HashSets are excellent when you want to store large number of collections. Because, the basic add, remove, contains operations are constant time operations. In other words, putting an object in an empty set is same as putting it in a set having n records.

Again the underlying Hash table and the bucketing system maintains this constant time. To explain, every time you do add, remove or contains check it simply calculates the hashCode and reach to the respective bucket. Hence it is irrespective of how many elements are there in the set.

However, iterating a Set is not time constant. In other words, you can iterate a HashSet of 10 elements much faster than a HashSet of hundreds of elements.

HashSet Capacity and Load Factor

This is an important topic no matter which collection you are working on. Consider you have to store only few records and you create a Collection (or even an array) of much larger capacity. This will be heavy on the memory as well as performance. The HashSets have a certain Capacity and Load Factor.

The Capacity of a HashSet defines how many elements it can hold. However, the Load Factor defines How full a HashSet is. The default capacity of a HashSet is 16 and default load factor is 0.75. The capacity and load factors provide optimal usage experience in terms of memory and performance.
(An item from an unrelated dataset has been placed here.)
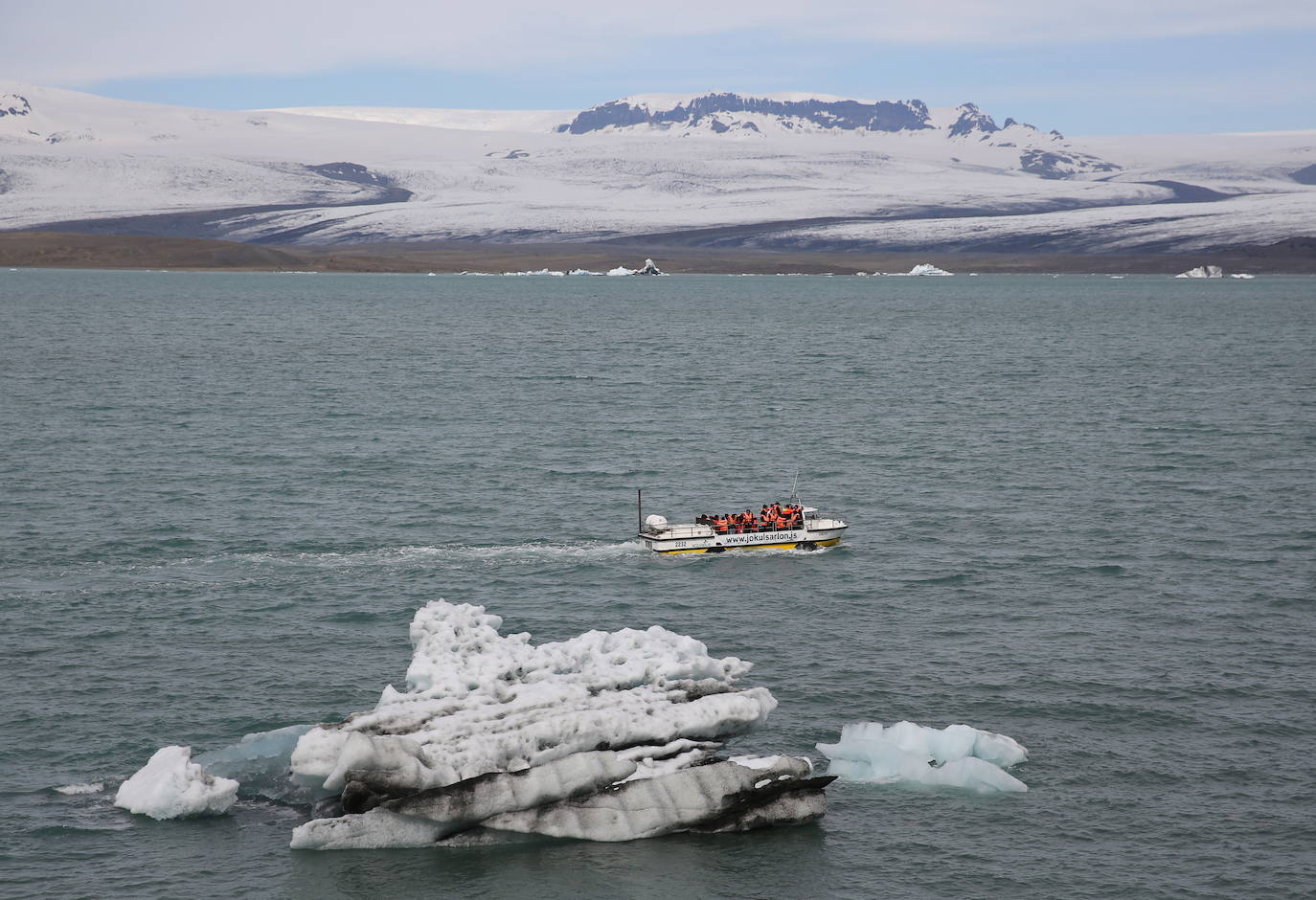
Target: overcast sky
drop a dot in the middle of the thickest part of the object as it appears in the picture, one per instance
(1118, 66)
When a HashSet reaches to its load factor capacity, the hashtable in the background, start finding larger space. Also, it will pick each element from current bucket, rehash it and store to the new bucket at new location. This is called as rehashing of elements. When a HashSet gets rehashed, its capacity is increased. Also, the rehashing affects the performance and create more work to GC.
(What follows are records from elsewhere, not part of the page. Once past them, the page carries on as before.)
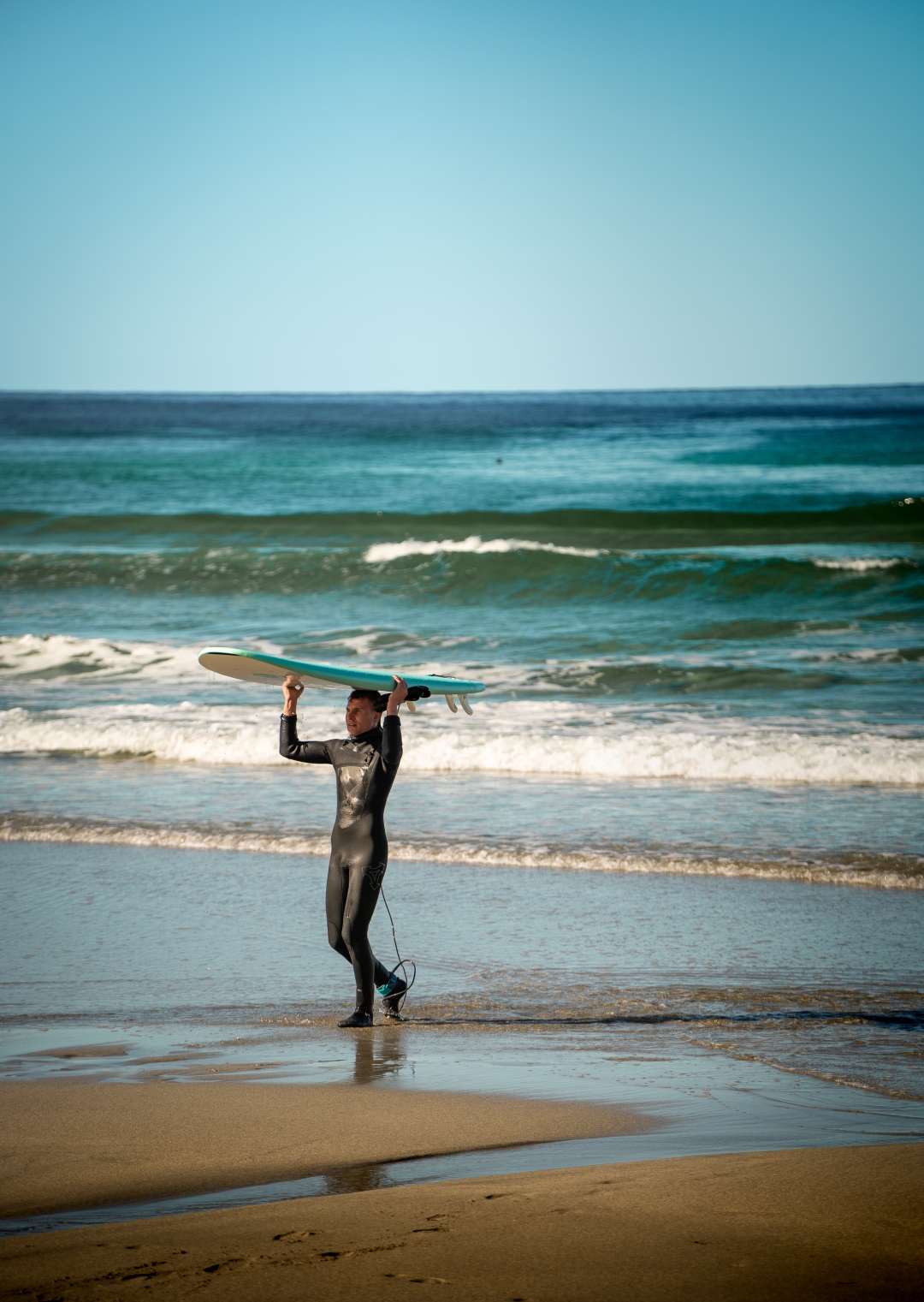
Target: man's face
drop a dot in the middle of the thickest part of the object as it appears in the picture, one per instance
(359, 716)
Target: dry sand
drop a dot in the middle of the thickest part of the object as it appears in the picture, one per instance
(69, 1144)
(819, 1222)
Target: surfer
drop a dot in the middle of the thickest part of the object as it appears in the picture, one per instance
(366, 764)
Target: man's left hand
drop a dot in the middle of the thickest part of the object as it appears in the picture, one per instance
(399, 694)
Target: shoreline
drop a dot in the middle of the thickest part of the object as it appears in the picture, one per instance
(72, 1144)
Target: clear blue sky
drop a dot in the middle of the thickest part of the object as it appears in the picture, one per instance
(296, 195)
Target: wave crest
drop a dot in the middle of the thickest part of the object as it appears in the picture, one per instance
(896, 872)
(561, 739)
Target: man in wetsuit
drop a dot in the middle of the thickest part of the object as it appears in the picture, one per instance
(366, 764)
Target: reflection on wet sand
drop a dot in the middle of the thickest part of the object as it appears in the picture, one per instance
(379, 1056)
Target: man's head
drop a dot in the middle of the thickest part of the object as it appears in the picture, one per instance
(361, 712)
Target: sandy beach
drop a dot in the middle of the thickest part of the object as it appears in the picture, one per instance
(823, 1222)
(70, 1144)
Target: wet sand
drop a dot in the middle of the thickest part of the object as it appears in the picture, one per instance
(68, 1144)
(818, 1222)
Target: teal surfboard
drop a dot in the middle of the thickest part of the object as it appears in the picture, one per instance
(259, 667)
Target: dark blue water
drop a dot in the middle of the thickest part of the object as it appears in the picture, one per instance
(701, 619)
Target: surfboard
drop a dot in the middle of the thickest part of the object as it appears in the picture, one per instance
(259, 667)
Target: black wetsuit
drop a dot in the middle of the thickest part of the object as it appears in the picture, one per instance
(366, 767)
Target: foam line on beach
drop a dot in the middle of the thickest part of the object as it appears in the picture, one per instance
(896, 872)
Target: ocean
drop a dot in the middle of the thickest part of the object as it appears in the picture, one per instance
(682, 826)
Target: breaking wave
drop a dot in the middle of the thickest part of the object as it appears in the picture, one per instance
(474, 544)
(894, 871)
(562, 739)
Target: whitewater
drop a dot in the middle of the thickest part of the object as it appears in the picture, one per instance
(684, 819)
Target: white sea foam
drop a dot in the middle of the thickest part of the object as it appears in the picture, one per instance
(62, 831)
(57, 655)
(379, 552)
(567, 739)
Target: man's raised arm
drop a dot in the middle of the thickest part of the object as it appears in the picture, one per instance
(289, 745)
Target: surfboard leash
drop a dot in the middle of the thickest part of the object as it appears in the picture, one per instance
(402, 962)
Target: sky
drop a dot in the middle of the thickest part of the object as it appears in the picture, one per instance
(287, 195)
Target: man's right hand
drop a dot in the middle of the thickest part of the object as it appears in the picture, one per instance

Hence, when you work on memory and performance critical applications and you have to pay extra attention to the amount of data you want to store and what capacity you are setting.

Summary

We have reached to the end of Introduction to Java HashSet Tutorial.

HashSet is an implementation of Java Set Interface. It has unique elements are does not guarantee order or sorting. HashSet uses buckets to store data and hence most of the operations are constant in time. You can use HashSets when you want to do de-duplication of elements or store elements in away where you don’t want to retrieve a specific element in specific order.